Forthright and unafraid to speak her mind, Lois was something of a bridge builder between Wicca and Christianity, asserting that “there’s a great deal of good in the Christian religion.” However, she is best known as a Witch and a respected elder of the Craft.
Her book Witch Amongst Us: An Autobiography of a Witch begins with the gripping words “I was born on a bright spring day with the rising sun under the sign of Aries, and I became the seventh child of a seventh child.”
When she was still a baby, a Romany woman told Lois’ mother that she would ‘have the sight and the power.’ From Lois’ own account, this would seem to have been prophetic. She described how, as a child, she could see ghosts and spirits. This ability lasted into her days as a student nurse, when she could tell when patients were about to die.
A student of the Maharishi as well as of Spiritualism, Lois seems to have retained a down-to-earth sense of skepticism about many of the ‘gurus’ who she encountered. And on her own admission, Lois lived an outwardly conventional life: married, with two children.
Her autobiography is notable for the discretion exhibited toward her coven. Although she goes into considerable detail regarding her own magical practices and experiences, the people with whom she worked, such as Gerald Gardner, are mentioned only in regard to their public written material.
However, she is known to have travelled to Majorca with Gardner and Idries Shah during the early 60s. They stayed with poet Robert Graves, and she entered into correspondence with Philip Heselton when he was undertaking research for his two-volume biography of Gardner.
Gerald Gardner himself claimed a long witch lineage for Lois, as he was wont to do with his High Priestesses. However, Lois reportedly did not make such a claim for herself, although her grandmother possessed a large and comprehensive family herbal. Lois said of her grandmother “I have always had my suspicions that she knew more about ancient lore than anyone realized.”
Despite questions on lineage, Lois’ own work was substantial. In her book Conversations with a Witch, she speaks of the ‘thousands’ of letters that she received requesting magical help. In the days before the internet, authorities on Witchcraft were obviously not so easy to track down and, unless a person had appeared on television or the newspapers, had written books, or had a word of mouth reputation, they remained unknown.

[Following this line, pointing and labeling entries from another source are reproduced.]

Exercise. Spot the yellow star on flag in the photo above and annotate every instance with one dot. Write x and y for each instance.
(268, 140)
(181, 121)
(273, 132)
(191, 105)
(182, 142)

Lois, however, fitted all of those categories and had an extensive correspondence practice, advising enquirers on matters of love and health, on legal problems and on spiritual crises.
In the 1990s, Lois and her husband had a business, named Magistra, selling magical regalia. They made appearances at Pagan conferences as well as running an online business. This journalist met her only once at an appreciation day for Gerald Gardner held in London in 2010. She was exceptionally forthright, and it became plain that she had issues with contemporary British Wicca. It appeared that she felt that it had lost its way and that the old tradition of coven secrecy was perhaps best.
Regardless, Lois was admired her for her take-no-prisoners attitude and her refusal to treat the Craft as something ephemeral and fashionable. It is clear that Lois believed the Craft to be a lifetime’s work, not something one could pick up at a couple of workshops.
After news spread, the Doreen Valiente Foundation posted a photo of Lois on its wall and wrote, “all our thoughts are with her friends and family at this sad time.”
In memory, historian Ronald Hutton told The Wild Hunt:
…a memory of the enormous number of statuettes and reliefs of ancient deities, especially Greek and Egyptian, which she crammed into her tiny house at St Albans, “Mushroom Cottage”.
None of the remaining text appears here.